In generale, il metodo agli elementi finiti si presta molto bene a risolvere equazioni alle derivate parziali quando il dominio ha forma complessa (come il telaio di un'automobile o il motore di un aereo ), quando il dominio è variabile (per esempio una reazione a stato solido con condizioni al contorno variabili), quando l'accuratezza richiesta alla soluzione non è omogenea sul dominio (in un crash test su un autoveicolo, l'accuratezza richiesta è maggiore in prossimità della zona di impatto) e quando la soluzione cercata manca di regolarità. Inoltre, il metodo è alla base dell'analisi agli elementi finiti.
Cenni storici
Il metodo degli elementi finiti trova origini nelle necessità di risoluzione di problemi complessi di analisi elastica e strutturale nel campo dell' ingegneria civile ed aeronautica. I primordi del metodo possono essere fatti risalire agli anni 1930 -35 con i lavori di A. R. Collar e W. J. Duncan, che introducono una forma primitiva di elemento strutturale nella risoluzione di un problema di aeroelasticità, e agli anni 1940 -41 con i lavori di Alexander Hrennikoff e Richard Courant, dove entrambi, benché in differenti approcci, condividevano l' idea di suddividere il dominio del problema in sottodomini di forma semplice (gli elementi finiti).Tuttavia la nascita vera e propria e lo sviluppo del metodo agli elementi finiti si colloca nella seconda metà degli anni '50 con il contributo fondamentale di M. J. (Jon) Turner della Boeing, che formulò e perfezionò il Direct Stiffness Method, il primo approccio agli elementi finiti nel campo del continuo.

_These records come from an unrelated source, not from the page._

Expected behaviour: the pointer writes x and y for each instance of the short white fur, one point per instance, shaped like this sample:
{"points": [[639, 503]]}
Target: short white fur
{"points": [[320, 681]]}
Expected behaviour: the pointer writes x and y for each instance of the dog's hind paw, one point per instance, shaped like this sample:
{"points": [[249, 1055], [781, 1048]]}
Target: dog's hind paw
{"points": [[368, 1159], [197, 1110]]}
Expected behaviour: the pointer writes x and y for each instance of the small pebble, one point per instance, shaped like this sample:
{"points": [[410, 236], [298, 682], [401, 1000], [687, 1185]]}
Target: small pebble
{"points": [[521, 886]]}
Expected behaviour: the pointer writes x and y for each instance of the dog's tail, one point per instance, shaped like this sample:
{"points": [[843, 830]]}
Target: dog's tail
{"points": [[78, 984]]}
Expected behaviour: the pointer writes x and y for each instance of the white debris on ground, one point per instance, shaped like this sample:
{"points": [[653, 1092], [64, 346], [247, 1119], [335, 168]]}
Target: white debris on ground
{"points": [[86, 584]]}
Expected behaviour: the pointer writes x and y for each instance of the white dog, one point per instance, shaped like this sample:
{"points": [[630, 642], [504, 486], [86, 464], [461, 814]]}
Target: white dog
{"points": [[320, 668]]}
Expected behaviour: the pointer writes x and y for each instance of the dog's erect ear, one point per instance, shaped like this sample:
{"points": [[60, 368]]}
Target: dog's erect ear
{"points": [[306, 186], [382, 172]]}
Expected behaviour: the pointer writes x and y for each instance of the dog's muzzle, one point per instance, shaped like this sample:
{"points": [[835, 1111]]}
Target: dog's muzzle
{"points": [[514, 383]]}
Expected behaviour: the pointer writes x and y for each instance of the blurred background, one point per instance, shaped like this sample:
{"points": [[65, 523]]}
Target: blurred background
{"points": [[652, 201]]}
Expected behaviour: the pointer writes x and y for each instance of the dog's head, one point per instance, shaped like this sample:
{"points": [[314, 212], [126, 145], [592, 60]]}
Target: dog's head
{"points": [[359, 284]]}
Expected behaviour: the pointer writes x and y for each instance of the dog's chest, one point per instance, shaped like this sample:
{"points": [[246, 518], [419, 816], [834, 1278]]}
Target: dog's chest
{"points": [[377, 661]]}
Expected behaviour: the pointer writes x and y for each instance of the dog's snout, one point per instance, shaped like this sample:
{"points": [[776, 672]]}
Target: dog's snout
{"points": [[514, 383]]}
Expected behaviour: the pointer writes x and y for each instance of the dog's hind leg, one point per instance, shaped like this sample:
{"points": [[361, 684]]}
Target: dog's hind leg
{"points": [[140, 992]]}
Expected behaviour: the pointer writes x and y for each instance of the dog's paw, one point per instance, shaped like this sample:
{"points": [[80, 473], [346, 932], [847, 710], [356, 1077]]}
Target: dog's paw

Il lavoro di Turner trovò diffusione fuori dagli stretti ambiti dell' ingegneria aerospaziale, ed in particolare nell' ingegneria civile, tramite il lavoro di John Argyris presso l' Università di Stoccarda (che negli stessi anni aveva proposto una unificazione formale del metodo delle forze e del metodo degli spostamenti sistematizzando il concetto di assemblaggio delle relazioni di un sistema strutturale a partire dalle relazioni degli elementi componenti), e di Ray W. Clough presso l' Università di Berkeley (che parlò per primo di metodo FEM e la cui collaborazione con Turner aveva dato vita al celebre lavoro, considerato come l'inizio del moderno FEM).

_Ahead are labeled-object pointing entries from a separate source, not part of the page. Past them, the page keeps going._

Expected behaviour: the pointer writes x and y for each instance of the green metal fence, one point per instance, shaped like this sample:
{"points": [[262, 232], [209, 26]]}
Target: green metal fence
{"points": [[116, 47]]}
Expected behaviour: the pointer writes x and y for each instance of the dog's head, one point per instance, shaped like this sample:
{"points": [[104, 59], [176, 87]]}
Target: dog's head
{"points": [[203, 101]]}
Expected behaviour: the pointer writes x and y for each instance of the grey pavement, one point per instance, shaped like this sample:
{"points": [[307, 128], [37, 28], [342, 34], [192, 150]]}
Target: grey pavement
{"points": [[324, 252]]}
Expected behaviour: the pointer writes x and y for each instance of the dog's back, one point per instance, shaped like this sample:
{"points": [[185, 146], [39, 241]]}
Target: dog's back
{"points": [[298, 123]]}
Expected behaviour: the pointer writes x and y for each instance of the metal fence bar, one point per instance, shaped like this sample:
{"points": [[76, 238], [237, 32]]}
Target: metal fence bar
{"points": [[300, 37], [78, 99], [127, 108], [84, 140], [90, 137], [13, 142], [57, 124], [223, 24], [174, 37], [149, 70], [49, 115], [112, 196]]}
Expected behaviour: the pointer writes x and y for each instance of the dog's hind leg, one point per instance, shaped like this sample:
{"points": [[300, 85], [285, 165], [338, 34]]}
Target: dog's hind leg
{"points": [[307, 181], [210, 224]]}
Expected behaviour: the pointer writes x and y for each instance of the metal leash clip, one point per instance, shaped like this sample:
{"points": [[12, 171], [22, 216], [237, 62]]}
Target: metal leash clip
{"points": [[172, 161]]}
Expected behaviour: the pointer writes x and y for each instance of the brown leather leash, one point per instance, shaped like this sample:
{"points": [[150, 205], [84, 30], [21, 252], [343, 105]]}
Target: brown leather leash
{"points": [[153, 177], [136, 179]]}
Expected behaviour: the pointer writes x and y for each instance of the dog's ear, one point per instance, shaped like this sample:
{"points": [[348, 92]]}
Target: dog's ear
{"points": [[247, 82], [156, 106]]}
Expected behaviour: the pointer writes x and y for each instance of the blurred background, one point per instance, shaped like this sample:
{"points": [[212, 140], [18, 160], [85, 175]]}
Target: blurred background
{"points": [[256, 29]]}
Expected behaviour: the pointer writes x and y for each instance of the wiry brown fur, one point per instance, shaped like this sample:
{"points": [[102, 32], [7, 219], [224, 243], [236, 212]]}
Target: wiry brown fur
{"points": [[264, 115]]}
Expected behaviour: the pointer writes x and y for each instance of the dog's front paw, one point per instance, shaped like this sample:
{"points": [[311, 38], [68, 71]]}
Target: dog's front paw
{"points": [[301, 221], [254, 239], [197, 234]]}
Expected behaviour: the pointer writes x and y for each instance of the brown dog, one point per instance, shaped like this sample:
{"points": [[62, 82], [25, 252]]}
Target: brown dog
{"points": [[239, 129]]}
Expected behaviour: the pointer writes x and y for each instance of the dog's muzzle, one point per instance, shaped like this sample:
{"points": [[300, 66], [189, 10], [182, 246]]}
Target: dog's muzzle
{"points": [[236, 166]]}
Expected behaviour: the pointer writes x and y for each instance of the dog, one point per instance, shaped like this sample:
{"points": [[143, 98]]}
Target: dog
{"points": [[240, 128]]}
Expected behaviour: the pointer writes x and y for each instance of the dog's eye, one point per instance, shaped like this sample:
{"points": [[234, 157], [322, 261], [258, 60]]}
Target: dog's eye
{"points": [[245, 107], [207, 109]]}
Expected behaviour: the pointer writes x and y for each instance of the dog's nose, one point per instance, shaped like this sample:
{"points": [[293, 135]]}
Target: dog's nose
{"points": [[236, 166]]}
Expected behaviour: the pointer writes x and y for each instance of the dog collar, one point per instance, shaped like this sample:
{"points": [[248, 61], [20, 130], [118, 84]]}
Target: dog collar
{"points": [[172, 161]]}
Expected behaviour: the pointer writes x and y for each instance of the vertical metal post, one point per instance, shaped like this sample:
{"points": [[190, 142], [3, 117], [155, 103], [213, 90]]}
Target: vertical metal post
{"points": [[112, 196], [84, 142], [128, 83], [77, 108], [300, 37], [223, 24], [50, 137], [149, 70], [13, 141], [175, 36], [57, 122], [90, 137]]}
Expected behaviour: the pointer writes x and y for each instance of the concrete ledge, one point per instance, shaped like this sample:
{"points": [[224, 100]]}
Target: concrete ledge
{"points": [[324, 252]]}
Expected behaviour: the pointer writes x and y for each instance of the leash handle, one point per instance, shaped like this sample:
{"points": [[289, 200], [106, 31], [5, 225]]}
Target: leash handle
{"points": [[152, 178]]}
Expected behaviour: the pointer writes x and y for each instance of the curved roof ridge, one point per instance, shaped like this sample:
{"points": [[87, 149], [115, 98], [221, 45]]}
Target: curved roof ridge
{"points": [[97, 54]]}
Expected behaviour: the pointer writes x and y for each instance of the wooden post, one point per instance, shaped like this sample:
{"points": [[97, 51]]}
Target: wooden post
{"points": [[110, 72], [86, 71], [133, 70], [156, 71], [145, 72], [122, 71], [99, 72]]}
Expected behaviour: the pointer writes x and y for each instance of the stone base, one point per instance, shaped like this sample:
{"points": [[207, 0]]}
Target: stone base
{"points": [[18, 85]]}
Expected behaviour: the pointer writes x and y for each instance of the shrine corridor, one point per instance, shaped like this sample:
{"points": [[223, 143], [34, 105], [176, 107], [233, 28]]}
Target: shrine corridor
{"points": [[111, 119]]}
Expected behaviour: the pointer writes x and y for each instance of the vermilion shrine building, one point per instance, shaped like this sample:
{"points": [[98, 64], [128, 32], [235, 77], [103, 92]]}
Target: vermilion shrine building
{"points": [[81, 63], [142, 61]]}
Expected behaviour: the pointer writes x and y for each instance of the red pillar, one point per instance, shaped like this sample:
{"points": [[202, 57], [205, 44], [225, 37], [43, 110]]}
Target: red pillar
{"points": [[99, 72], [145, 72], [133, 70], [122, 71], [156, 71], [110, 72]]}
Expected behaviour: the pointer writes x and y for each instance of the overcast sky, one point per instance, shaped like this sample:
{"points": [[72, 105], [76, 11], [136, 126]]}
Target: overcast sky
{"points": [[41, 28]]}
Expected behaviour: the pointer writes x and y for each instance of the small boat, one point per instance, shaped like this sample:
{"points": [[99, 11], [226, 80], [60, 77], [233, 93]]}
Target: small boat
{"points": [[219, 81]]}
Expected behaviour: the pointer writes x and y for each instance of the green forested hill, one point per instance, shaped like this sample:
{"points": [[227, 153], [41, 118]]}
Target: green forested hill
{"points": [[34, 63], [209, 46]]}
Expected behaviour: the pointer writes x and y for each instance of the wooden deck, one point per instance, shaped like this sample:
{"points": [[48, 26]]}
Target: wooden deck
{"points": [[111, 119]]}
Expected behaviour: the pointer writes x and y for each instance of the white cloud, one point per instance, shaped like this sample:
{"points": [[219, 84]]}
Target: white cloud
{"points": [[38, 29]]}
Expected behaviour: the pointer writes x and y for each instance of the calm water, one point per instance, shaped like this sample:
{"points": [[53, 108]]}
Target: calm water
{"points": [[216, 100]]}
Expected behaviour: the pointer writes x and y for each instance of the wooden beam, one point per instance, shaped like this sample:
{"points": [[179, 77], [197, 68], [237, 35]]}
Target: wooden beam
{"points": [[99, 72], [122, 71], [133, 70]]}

Altri contributi fondamentali alla storia dei FEM sono quelli di B. M. Irons, cui sono dovuti gli elementi isoparametrici, il concetto di funzione di forma, il patch test ed il frontal solver (un algoritmo per la risoluzione del sistema algebrico lineare), di R. J. Melosh, che inquadrò il metodo FEM nella classe dei metodi Rayleigh-Ritz e sistematizzò la sua formulazione variazionale (una rigorosa e famosa esposizione della basi matematiche del metodo fu anche fornita nel 1973 da Strang e Fix) e di E. L.Wilson, che sviluppo il primo (e largamente imitato) software FEM open source che diede genesi al SAP.Nel 1967 Zienkiewicz pubblicò il primo libro sugli elementi finiti. A partire dagli anni '70, il metodo FEM ha trovato diffusione come strategia di modellazione numerica di sistemi fisici in un'ampia varietà di discipline ingegneristiche, per esempio elettromagnetismo, fluidodinamica, calcolo strutturale e geotecnica. Sempre negli anni nacquero gran parte dei codici di analisi FEM commerciali (NASTRAN, ADINA, ANSYS, ABAQUS, SAMCEF, MESHPARTS, etc) tuttora disponibili.